Sociedade atuante
Estamos em ano de eleições municipais, nas quais exercemos nossa cidadania escolhendo prefeito e vereadores para nossa cidade. Decisão importantíssima, visto que a atuação desses políticos influencia não apenas a nossa vida cotidiana (questões como transporte público coletivo e mobilidade urbana, saneamento básico, limpeza das ruas, educação, defesa do consumidor etc.), mas também as políticas estadual e nacional. Por conta da pandemia do novo coronavírus, essas eleições serão diferentes, a começar pelo adiamento do primeiro e do segundo turnos para os dias 15 e 29 de novembro, respectivamente. Temos tempo até lá para avaliar bem todos os candidatos e suas propostas. Para nos ajudar a entender a importância da nossa participação na vida política, conversamos, por telefone, com o cientista político Vítor Oliveira, diretor da consultoria Pulso Público. Ele defende que os cidadãos e a sociedade civil organizada se envolvam com processos institucionais não apenas no período eleitoral, mas no dia a dia.

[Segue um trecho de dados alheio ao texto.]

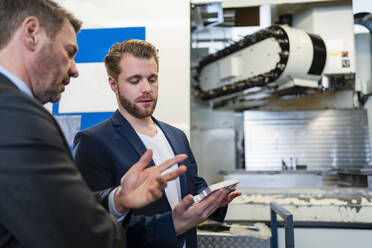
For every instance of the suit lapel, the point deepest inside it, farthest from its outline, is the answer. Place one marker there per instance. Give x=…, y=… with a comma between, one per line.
x=177, y=149
x=126, y=130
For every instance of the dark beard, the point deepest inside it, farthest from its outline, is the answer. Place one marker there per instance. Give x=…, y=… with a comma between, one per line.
x=134, y=110
x=45, y=89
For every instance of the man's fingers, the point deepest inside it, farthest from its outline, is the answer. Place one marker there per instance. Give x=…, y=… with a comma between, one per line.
x=234, y=195
x=213, y=201
x=156, y=187
x=170, y=162
x=183, y=205
x=175, y=173
x=143, y=162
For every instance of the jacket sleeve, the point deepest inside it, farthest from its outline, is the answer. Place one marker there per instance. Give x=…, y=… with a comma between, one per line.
x=93, y=161
x=45, y=201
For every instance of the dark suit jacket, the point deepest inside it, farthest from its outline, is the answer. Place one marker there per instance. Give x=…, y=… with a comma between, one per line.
x=105, y=152
x=44, y=201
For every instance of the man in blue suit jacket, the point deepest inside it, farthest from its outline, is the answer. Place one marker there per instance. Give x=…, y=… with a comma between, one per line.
x=106, y=151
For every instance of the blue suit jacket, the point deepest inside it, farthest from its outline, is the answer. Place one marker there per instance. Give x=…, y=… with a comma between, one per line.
x=106, y=151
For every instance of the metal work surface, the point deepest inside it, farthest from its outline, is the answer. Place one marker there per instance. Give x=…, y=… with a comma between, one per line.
x=277, y=179
x=237, y=237
x=321, y=139
x=347, y=206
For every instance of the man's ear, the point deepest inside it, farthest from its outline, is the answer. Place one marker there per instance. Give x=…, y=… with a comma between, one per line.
x=31, y=32
x=113, y=85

VÍTOR OLIVEIRA é cientista político, diretor da consultoria Pulso Público e professor da disciplina "Estado e Governo" no curso "Advocacy e Políticas Públicas: Teoria e Prática" da Fundação Getúlio Vargas.
Como a Pulso Público vê a participação dos cidadãos brasileiros e das entidades da sociedade civil na vida politica atual?
Vítor Oliveira: A Pulso Público tem como missão fomentar e melhorar a participação política da sociedade civil nos processos institucionais, não apenas nas eleições, mas no dia a dia. Para nós, a participação do cidadão e da sociedade civil organizada na política é fundamental, pois ela dignifica a essência da democracia, que é o cidadão tomar parte naquilo que é dele. Acreditamos que a transformação da sociedade brasileira e a superação dos nossos problemas estão diretamente relacionadas ao engajamento e à participação efetiva.
Como as entidades da sociedade civil podem participar mais da vida política?
VO: A Pulso Público defende a ideia de que as organizações, independentemente do seu perfil, façam advocacy, ou seja, participem dos debates que a ela dizem respeito e também de debates estruturantes. E essa participação pode ser de várias formas: nas redes sociais, na mídia, em meios acadêmicos, mas, principalmente, no ciclo de políticas públicas. Então, quando uma política pública estiver sendo formulada, implementada e executada, é muito importante que a sociedade se envolva no processo.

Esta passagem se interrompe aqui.